THIS HOLIDAY SEASON, consider gifting practical, homemade and consumable offerings that celebrate the garden and enrich everyday living: botanically inspiring, and possibly delicious, but still as practical as socks and underwear.
● Let’s start in the herb garden. Tie supple rosemary stems into small wreaths to adorn the holiday kitchen or create fragrant — and tasty — package toppers with bundles of lavender, thyme and sage. Soothe frayed nerves by packaging up dried mint or camomile in a Mason jar, or create homemade tea bags. Do you have teachers in your life? Whip up a fabric eye pillow, and fill it with rice and dried lavender for a dose of well-deserved calm.
● If you’re not the crafty sort, a promise note for a portion of next year’s (tomato/raspberry/fill-in-the-blank) harvest will make you a horticultural hero in your recipient’s eyes. Or make a certificate for a homegrown bouquet subscription — this is especially good for busy people and folks without their own growing space. Everyone needs more flowers in life.
● Tiny envelopes filled with seed saved from this year’s garden make delightful stocking stuffers — don’t forget to properly label and include growing instructions. Or wrap up a package of seeds — I’m thinking sweet peas might be lovely — with an offer to grow and deliver a flat of garden-ready seedlings at the proper planting time next spring.

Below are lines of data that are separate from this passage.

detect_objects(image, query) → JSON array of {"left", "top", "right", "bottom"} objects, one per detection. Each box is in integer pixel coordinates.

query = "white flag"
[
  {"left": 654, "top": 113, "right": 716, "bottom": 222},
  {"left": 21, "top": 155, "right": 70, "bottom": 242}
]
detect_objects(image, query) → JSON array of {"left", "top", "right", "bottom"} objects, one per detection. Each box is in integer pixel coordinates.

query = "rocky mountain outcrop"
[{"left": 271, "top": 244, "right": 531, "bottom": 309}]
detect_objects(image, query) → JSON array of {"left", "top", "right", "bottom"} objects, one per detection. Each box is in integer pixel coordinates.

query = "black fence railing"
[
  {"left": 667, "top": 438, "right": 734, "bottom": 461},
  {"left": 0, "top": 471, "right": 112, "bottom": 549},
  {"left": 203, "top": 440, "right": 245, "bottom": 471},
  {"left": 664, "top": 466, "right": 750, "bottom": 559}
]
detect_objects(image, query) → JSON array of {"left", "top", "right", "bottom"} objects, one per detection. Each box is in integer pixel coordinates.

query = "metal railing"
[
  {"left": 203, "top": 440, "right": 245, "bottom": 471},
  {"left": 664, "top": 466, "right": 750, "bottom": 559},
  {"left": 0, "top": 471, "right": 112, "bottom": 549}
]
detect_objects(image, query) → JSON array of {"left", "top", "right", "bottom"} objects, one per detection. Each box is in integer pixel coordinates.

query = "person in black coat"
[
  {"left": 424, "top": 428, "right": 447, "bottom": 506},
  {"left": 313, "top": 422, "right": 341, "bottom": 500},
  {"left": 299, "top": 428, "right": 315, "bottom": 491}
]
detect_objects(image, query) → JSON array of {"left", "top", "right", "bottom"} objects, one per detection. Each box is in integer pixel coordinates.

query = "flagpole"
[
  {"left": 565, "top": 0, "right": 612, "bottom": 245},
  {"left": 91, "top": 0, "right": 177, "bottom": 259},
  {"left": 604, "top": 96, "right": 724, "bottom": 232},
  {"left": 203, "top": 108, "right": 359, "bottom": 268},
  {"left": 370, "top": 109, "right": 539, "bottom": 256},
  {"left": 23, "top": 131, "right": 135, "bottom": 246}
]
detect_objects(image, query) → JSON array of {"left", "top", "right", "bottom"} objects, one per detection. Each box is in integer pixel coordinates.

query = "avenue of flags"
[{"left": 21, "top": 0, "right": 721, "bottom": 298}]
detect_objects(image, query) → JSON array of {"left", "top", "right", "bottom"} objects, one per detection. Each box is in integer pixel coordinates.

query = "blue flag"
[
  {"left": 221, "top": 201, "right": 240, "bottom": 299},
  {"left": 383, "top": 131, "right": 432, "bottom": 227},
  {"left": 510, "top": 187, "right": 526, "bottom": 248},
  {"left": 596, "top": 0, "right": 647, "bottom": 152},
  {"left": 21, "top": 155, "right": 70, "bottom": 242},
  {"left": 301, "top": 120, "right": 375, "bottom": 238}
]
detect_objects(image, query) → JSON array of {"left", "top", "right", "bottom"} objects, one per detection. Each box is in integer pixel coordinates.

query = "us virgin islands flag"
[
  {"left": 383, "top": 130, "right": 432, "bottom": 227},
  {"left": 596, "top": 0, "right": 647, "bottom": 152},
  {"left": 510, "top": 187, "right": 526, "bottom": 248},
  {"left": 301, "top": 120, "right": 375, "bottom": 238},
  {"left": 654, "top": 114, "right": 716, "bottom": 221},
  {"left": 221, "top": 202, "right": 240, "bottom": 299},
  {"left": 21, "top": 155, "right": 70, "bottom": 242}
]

Or, perhaps the practical sock is on the other foot, and you’re looking to delight the gardeners on your gift list. The following hardworking tools and accessories will be most welcome.
● Time at the end of a hose is a constant education. And, given our increasingly hot and drying climate, we gardeners are getting schooled. In addition to a quality water nozzle with a turnoff valve, a strong, rubber hose that resists kinking is worth the investment — choose from a variety of fashion-forward or garden-demure colors. A self-coiling hose is perfect for tending small-space balcony and patio container gardens.
● Aren’t there 12 days of Christmas, eight days of Hanukkah and seven days of Kwanzaa? You can’t go wrong with new gloves — putting on a fresh pair of dry gloves during the rainy season is such a treat. How about an IOU tool tuneup? Many nurseries and hardware stores offer tool-sharpening services for a modest fee.
● Harvesting baskets, garden trugs or simply serviceable buckets help gardeners keep those newly sharpened tools at hand during the busy planting season. Be it ever so humble, one of my favorite garden accessories is a sturdy 4-by-4-foot plastic tarp. Handles on opposite corners make cleanup a snap after a weeding session.
● Gardeners don’t let a little rain keep them out of the garden, so weatherproof footwear is invaluable. ROMA is committed to “giving poverty the boot” with a philanthropic buy-one-give-one model. For every pair of ROMA boots sold, a new pair is donated to a child in need. The durable boots are made of natural rubber with a comfy cotton insole and come in a variety of splashy colors that will light up dark days. Order online at romaboots.com, or look for the link in the website’s footer to locate local retailers.
● Finally, it’s time to start dreaming of spring. The Northwest Flower & Garden Festival is back! The show, which is scheduled to run Feb. 9-13 at the Washington State Convention Center, features remarkable display gardens, a tempting marketplace, and a rich schedule of seminars and demonstrations, all included in the price of admission. Advance tickets are available online and at local outlets. Visit gardenshow.com for details.